My husband and I have a running argument about cruise control. He uses it, but I don’t think it’s safe. Can you settle this? – Jenna in Regina
This may be the answer that neither, or perhaps both, of you want to hear: you’re both right.
“Assuming the car is mechanically sound, cruise control is safe to use provided it’s used properly. The key words are ‘used properly,’ because there are a number of things when it comes to cruise control that, if you don’t do or aren’t aware of, can cause serious problems when you’re on the road,” says Paul Datzkiw, supervisor for consumer and technical services at CAA South Central Ontario.
Cruise control is best used on long flat stretches of dry road, and in light traffic conditions. Optimum fuel economy and reduced risk of tickets through maintaining a constant (and legal) speed can be secondary benefits, but it’s really a tool of convenience, intended to help relieve driver fatigue. Just make sure you don’t get too comfortable – your reaction time and control of your automobile could be affected by the use of cruise control.
“Certainly don’t drive fatigued, but especially don’t use cruise control if you’re feeling tired as you tend to get more relaxed. There are very few suburban highways on which you can use cruise control, there’s just too much congestion, and you need your reaction time,” says Ken Cousins, vice-president of road assist for BCAA.
“Don’t use it on windy roads; before you have a chance to react it might be too late. Roads with higher speed limits are a concern as well. Once you get over 100 km/h you really should be in complete control of your car as you never really know what’s going to happen – you could get a flat tire or something unusual like that.”
You can also get into trouble when road conditions are less than favourable. If the roads are covered in snow, or it’s raining, it's important that you don’t use cruise control, as it may be trying to maintain a speed that is faster than what conditions will allow. The issue with rainy roads is you can hydroplane very quickly, and if you do that, you've lost control of your vehicle.
When approaching the top of a hill, you may also want to slow down, but the cruise control is going to hold you at the speed you’ve set it to. “When you reach the crest of a hill you really don’t know if there's an animal, curve or whatever at the top, and you need to be prepared to stop,” says Datzkiw.
A new and complex technology called adaptive cruise control can sense the proximity of other vehicles and automatically slow down to allow proper spacing; however, the majority of cruise control systems don’t have this level of sensitivity.
“It’s also important to understand that on a downgrade, 99 per cent of cruise control systems out there can’t slow a vehicle down.

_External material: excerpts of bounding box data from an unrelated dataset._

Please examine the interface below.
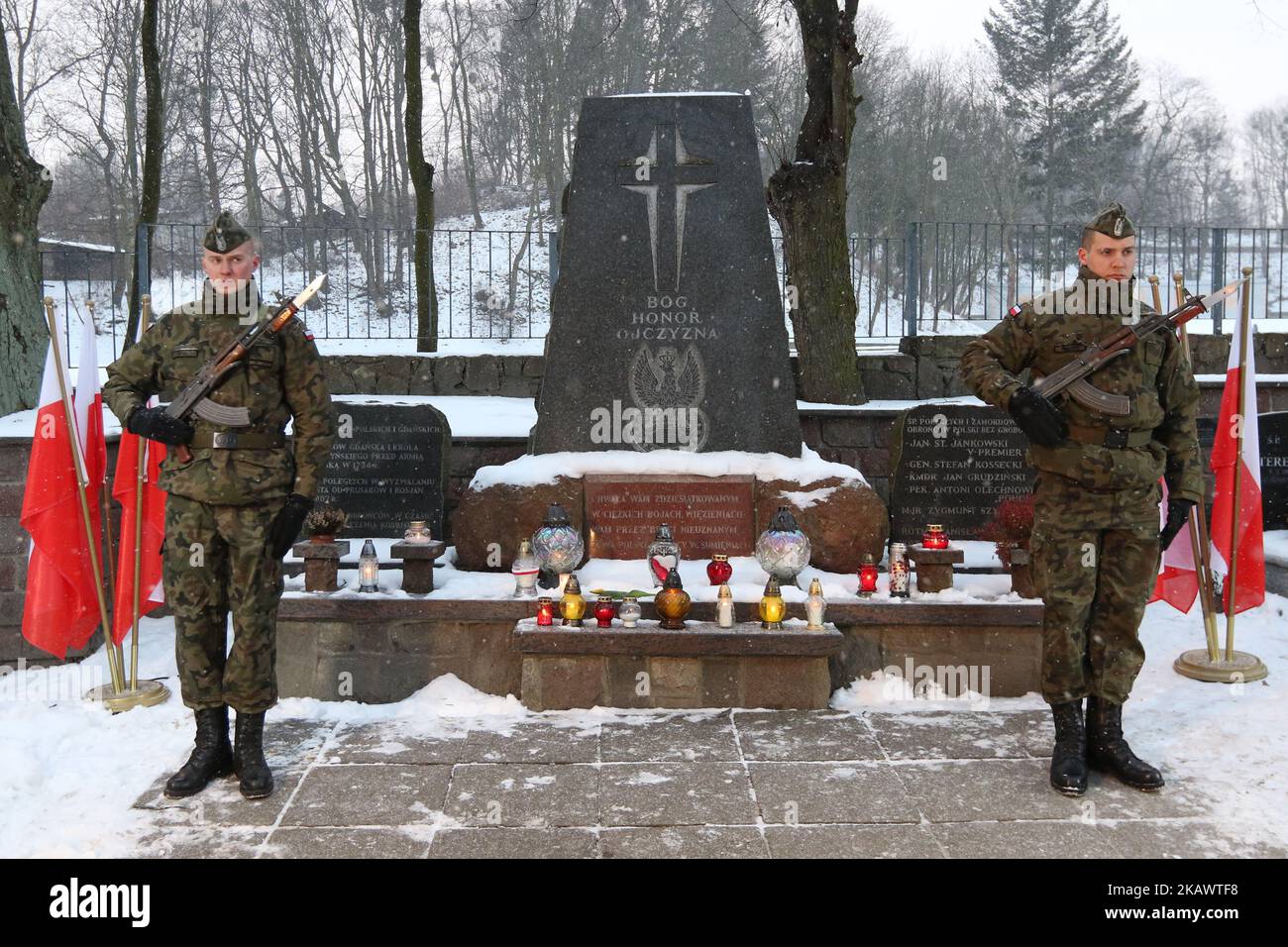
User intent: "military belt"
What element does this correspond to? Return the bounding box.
[1069,424,1154,450]
[188,430,286,451]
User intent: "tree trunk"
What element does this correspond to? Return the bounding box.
[0,7,51,415]
[768,0,866,404]
[121,0,164,352]
[403,0,438,352]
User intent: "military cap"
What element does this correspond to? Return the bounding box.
[201,210,250,254]
[1086,201,1136,240]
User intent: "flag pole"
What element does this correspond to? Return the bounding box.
[81,299,125,685]
[1164,273,1221,661]
[130,295,152,690]
[1225,266,1257,661]
[46,296,125,693]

If you can coast faster than what it’s been set for, your speed will go past that. So if you’re set for 80 km/h and come over the crest of a hill, you could end up doing 100 km/h by the time you reach the bottom,” says Datzkiw.
The important thing to remember when using cruise control is to remain aware. While it was designed to help relieve driver fatigue, this doesn’t mean hanging a leg out the window, resting a foot on the dash, or simply moving your feet well away from the pedals.
“I haven’t heard of many accidents for which cruise control was responsible; it has many fail-safe devices. Usually it’s driver error, not the device, that’s to blame,” says Cousins. “One should not get too comfortable with cruise control on. It has a tendency to take over a bit and make you complacent. Be aware that it’s a convenience tool, not a toy.”
Next time you’re in a debate with your husband over cruise control , approach him with some legitimate concerns. Maybe he’ll continue using this system, but with increased awareness. If you succumb to this handy feature, make sure to read your owner’s manual first. Most cruise control systems are similar in operation, but there are subtle differences between models and manufacturers.